The most exciting thing about this budget are the little glimmers of green that are shining through. For Queenslanders struggling with the cost of living, 50 cent fares is a big win. The trial sounds awfully familiar to something that the Greens proposed back in 2017. Unfortunately, Labor is copying old homework because, since 2020, we have been calling for them to make public transport free and I will tell the House why. In 2024-25, the state government will pay 92 per cent of the cost of public transport in Queensland—92 per cent. Fares will cover just eight per cent. The government is probably spending more on their privatised ticketing system, the cost of which is still secret, than if they just made fares free. At 50 cents a fare it may well be cheaper to just switch off the fare machines, ditch ticketing altogether, ditch enforcement and ditch the hassle for Queenslanders.

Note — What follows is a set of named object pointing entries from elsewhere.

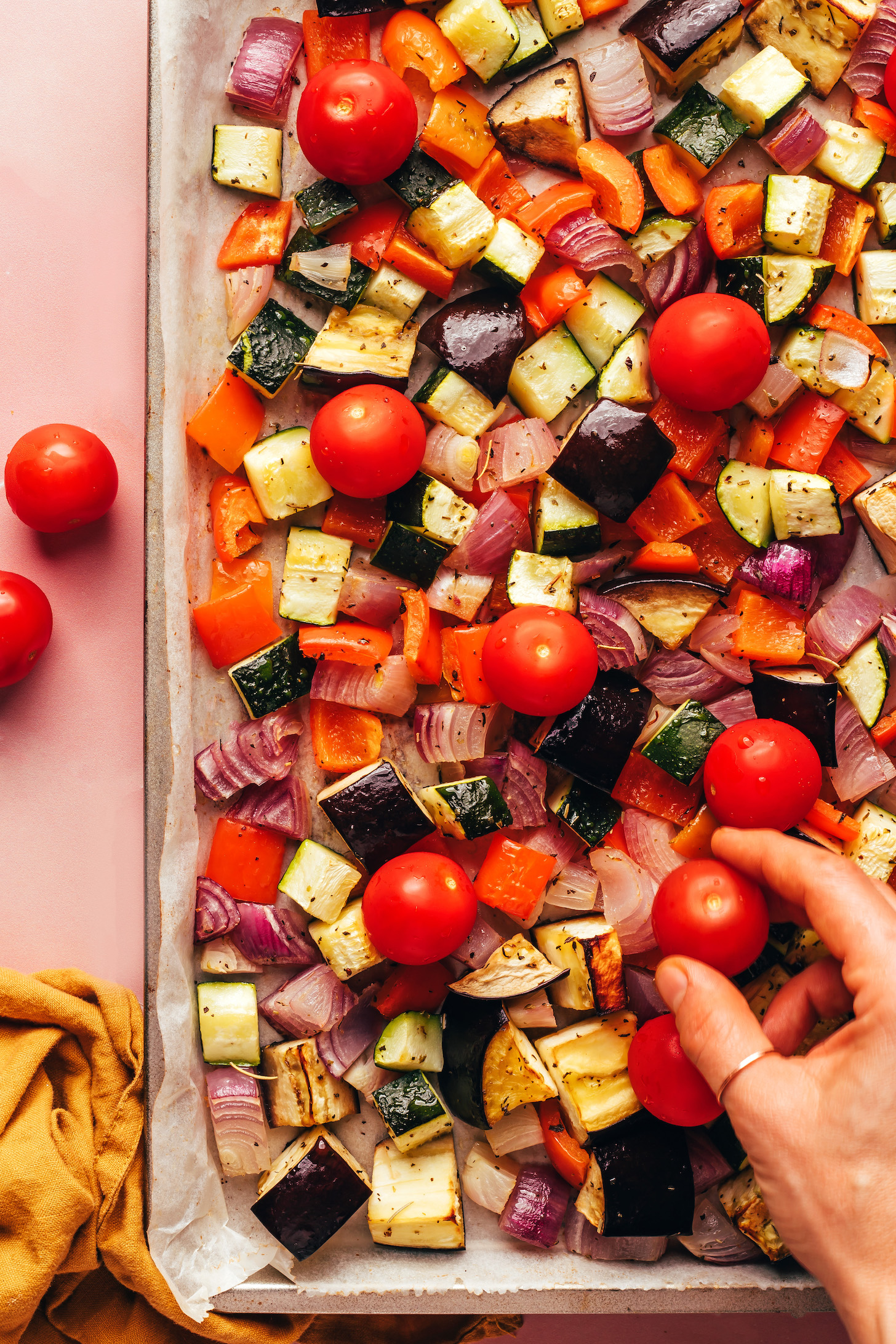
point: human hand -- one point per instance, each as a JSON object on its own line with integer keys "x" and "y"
{"x": 820, "y": 1130}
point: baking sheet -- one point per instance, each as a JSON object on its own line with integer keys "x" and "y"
{"x": 201, "y": 1231}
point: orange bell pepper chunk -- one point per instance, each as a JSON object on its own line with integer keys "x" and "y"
{"x": 346, "y": 641}
{"x": 228, "y": 422}
{"x": 246, "y": 860}
{"x": 618, "y": 195}
{"x": 344, "y": 738}
{"x": 734, "y": 220}
{"x": 414, "y": 42}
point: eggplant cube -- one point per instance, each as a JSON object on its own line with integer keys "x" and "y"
{"x": 311, "y": 1191}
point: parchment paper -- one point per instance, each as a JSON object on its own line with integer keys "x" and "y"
{"x": 202, "y": 1233}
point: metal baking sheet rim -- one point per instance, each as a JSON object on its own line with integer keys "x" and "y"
{"x": 699, "y": 1288}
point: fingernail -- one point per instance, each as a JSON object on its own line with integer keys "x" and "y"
{"x": 672, "y": 984}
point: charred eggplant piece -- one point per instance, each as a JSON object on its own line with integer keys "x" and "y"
{"x": 613, "y": 457}
{"x": 479, "y": 337}
{"x": 594, "y": 740}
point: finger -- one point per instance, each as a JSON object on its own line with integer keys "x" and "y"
{"x": 817, "y": 992}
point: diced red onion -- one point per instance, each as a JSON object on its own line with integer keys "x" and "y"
{"x": 840, "y": 626}
{"x": 734, "y": 709}
{"x": 537, "y": 1207}
{"x": 862, "y": 765}
{"x": 778, "y": 388}
{"x": 588, "y": 242}
{"x": 260, "y": 750}
{"x": 261, "y": 77}
{"x": 281, "y": 806}
{"x": 707, "y": 1163}
{"x": 648, "y": 843}
{"x": 618, "y": 638}
{"x": 516, "y": 1130}
{"x": 644, "y": 998}
{"x": 457, "y": 593}
{"x": 238, "y": 1120}
{"x": 458, "y": 732}
{"x": 500, "y": 529}
{"x": 387, "y": 689}
{"x": 615, "y": 88}
{"x": 371, "y": 594}
{"x": 217, "y": 911}
{"x": 868, "y": 61}
{"x": 513, "y": 454}
{"x": 796, "y": 142}
{"x": 676, "y": 676}
{"x": 245, "y": 296}
{"x": 312, "y": 1002}
{"x": 582, "y": 1238}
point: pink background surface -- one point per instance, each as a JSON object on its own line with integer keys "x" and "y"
{"x": 73, "y": 185}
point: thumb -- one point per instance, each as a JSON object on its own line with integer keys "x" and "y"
{"x": 715, "y": 1023}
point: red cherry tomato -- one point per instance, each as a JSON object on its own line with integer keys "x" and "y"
{"x": 664, "y": 1079}
{"x": 539, "y": 660}
{"x": 420, "y": 908}
{"x": 711, "y": 911}
{"x": 356, "y": 121}
{"x": 26, "y": 625}
{"x": 708, "y": 351}
{"x": 762, "y": 773}
{"x": 369, "y": 441}
{"x": 60, "y": 478}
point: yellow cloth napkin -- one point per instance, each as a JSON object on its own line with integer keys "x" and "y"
{"x": 74, "y": 1262}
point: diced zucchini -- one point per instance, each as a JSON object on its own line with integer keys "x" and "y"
{"x": 601, "y": 322}
{"x": 282, "y": 473}
{"x": 409, "y": 556}
{"x": 508, "y": 257}
{"x": 449, "y": 399}
{"x": 588, "y": 811}
{"x": 542, "y": 581}
{"x": 410, "y": 1042}
{"x": 367, "y": 342}
{"x": 871, "y": 407}
{"x": 625, "y": 378}
{"x": 763, "y": 89}
{"x": 550, "y": 374}
{"x": 850, "y": 156}
{"x": 456, "y": 225}
{"x": 742, "y": 491}
{"x": 796, "y": 211}
{"x": 272, "y": 348}
{"x": 700, "y": 129}
{"x": 681, "y": 745}
{"x": 804, "y": 505}
{"x": 394, "y": 292}
{"x": 563, "y": 523}
{"x": 229, "y": 1023}
{"x": 466, "y": 808}
{"x": 412, "y": 1111}
{"x": 273, "y": 678}
{"x": 313, "y": 574}
{"x": 875, "y": 846}
{"x": 346, "y": 943}
{"x": 326, "y": 205}
{"x": 658, "y": 234}
{"x": 864, "y": 679}
{"x": 249, "y": 158}
{"x": 320, "y": 881}
{"x": 417, "y": 1196}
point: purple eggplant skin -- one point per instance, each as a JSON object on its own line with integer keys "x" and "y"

Clearly, the government is half-heartedly taking on Greens policies because we are threatening their seats. Yes, I am looking at the member for Greenslopes, the poor petal. For years now we have been calling for the expansion of free meals programs to every state school and for programs to make club support free for kids. In this budget there is some more money for school breakfasts and a temporary increase to sports vouchers. The Greens are already breaking up the status quo and we are not about to stop here. Clearly, the more people who vote green in Queensland the more Queenslanders will get out of this busted Labor government.

I would love to see Labor pick up some of our other ideas. How about freezing rents and giving tenants the right to a lease renewal? What about raising state school funding to at least the needs-based minimum or—what a crazy thought—how about actually raising mining royalties for all coal, gas and other resources?

I am really disappointed that, at a local level, this state budget does not include any funding for new buildings at Indooroopilly State School. They are desperately needed. The community has been begging for them, yet all we have instead in this budget is $1.2 million for a new security fence. Maybe I missed something, but I have not seen any students learning in a security fence any time recently. Indooroopilly is projected to exceed capacity by almost 900 students next year, as I understand it, even with its tight enrolment restrictions. Recently one of the parents at the school told me that her daughter is avoiding drinking water at school so she does not have to spend her entire lunch break lining up to go to the toilet. The students have already lost their student support rooms, play areas and time in specialist learning spaces such as science labs. This budget confirms that there is no funding for Indooroopilly High. There is no indication of when and how the government will fund additional infrastructure for Toowong State School, where students have again lost half of their oval to demountables. This is their only sizeable play space. They need a permanent solution at these schools. I call on both Labor and the LNP to commit to urgently fund new buildings if they win the next election. I know a lot of parents in my community would like to hear similarly.

The people in my community would also like to know why there is no funding allocated in this budget to make Taringa station accessible or for the bus lanes—

Mr DEPUTY SPEAKER (Mr Krause): Pause the clock. Sorry, member for Maiwar. Member for Buderim, you accidentally clicked on a microphone. Thank you for turning it off. 

Mr BERKMAN: Thank you, Mr Deputy Speaker. I will finish by saying that the Guardian called this budget a ‘going out of business sale’. There are a couple of ways that we can interpret that. Maybe Labor does not believe it can win the election, so it is spending the inheritance. We deserve more as a state.